Keras: A concrete example for using data generator for large datasets such as ImageNet

Created on 3 Feb 2016 · 28Comments · Source: keras-team/keras

I am already aware of some discussions on how to use Keras for very large datasets (>1,000,000 images) such as this and this. However, for my scenario, I can't figure out the appropriate way to use the ImageDataGenerator or write my own dataGenerator.

Specifically, I have the following four questions:

From this link: when we do datagen.fit(X_sample), do we assume that X_sample is a big enough chunk of data to calculate mean, perform feature centering/normalization and whitening on?
From the same previous link, Another thing is, X_sample cannot obviously be the entire data, so will the augmentation (i.e. flipping, width/height shift) happen on partial data? For example, X_sample = 10000 out of total 1,000,000 pictures. After augmentation, suppose we get 2 * 10,000 more pictures. Note that we are not running datagen.fit() again, so will our augmented data contain only 1,000,000 + 2 * 10,000 samples? How do we augment entire data (i.e. 1,000,000 + 2 * 1,000,000 samples)?
This is about fetching data from the manually written generator. Since the data is so large, it won't fit into one big HDF5 file, so we split it into 8 files. Now, the data generator has to run in an infinite loop. This and this answer mentions data generators, but a concrete example of it will be more helpful.

My approach for building a data generator (for a very large data) which loops indefinitely is as follows (which fails):

def myGenerator() #this will give chunk of 10K pictures, 100 such chunks form entire dataset:
    fileIndex=0
    while 1:
            # following loads data from HDF5 file numbered with fileIndex
            (X_train, y_train) = LOAD_HDF5_OF_10K_SAMPLES(fileIndex)
            fileIndex=fileIndex+1
            if fileIndex == numOfHDF_files
                fileIndex=0 #so that fileIndex wraps back and loop goes on indefinitely

The above code doesn't work in the sense that once it enters into the above function from fit_generator(), it just stays in the while 1 loop forever. A detailed example will help a lot.

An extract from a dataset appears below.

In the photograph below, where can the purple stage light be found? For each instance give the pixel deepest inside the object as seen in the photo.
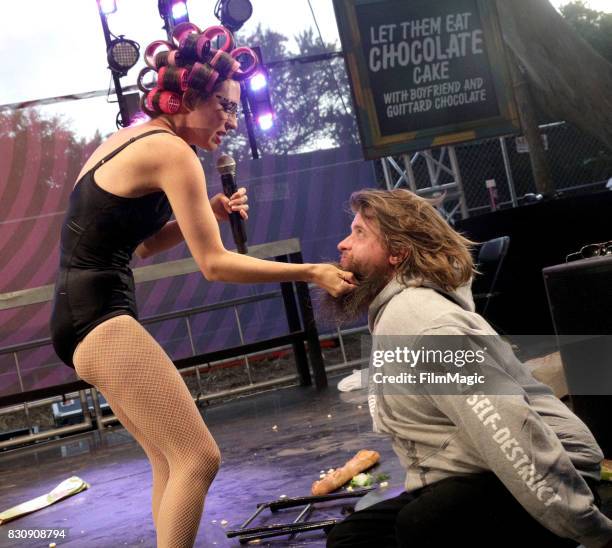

Also, if we are to use ImageDataGenerator as in this link (which is preferable instead of writing our own), should we put (X_train, y_train), (X_test, y_test) = LOAD_10K_SAMPLES_OF_BIG_DATA() in a for loop and write datagen.fit(X_train) and model.fit_generator(datagen.flow(...)) in that loop?

Source

parag2489

👍30 👎2

Most helpful comment

I have some follow up questions @wongjingping :

Response to 3. I should have been clearer. I am not concerned about one "big" HDF5 file, the question is entire data can't be loaded as you say. You say that my example looks fine, but I think its wrong. I illustrate that with the following snippet of data generator (let's leave the data augmentation for later):

def myGenerator():
    #loading data
    (X_train, y_train), (X_test, y_test) = mnist.load_data()

    #some preprocessing
    y_train = np_utils.to_categorical(y_train,10)
    X_train = X_train.reshape(X_train.shape[0], 1, img_rows, img_cols)
    X_test = X_test.reshape(X_test.shape[0], 1, img_rows, img_cols)
    X_train = X_train.astype('float32')
    X_test = X_test.astype('float32')
    X_train /= 255
    X_test /= 255
    while 1:
        for i in range(1875):
            if i%125==0:
                print "i = " + str(i)
            yield X_train[i*32:(i+1)*32], y_train[i*32:(i+1)*32]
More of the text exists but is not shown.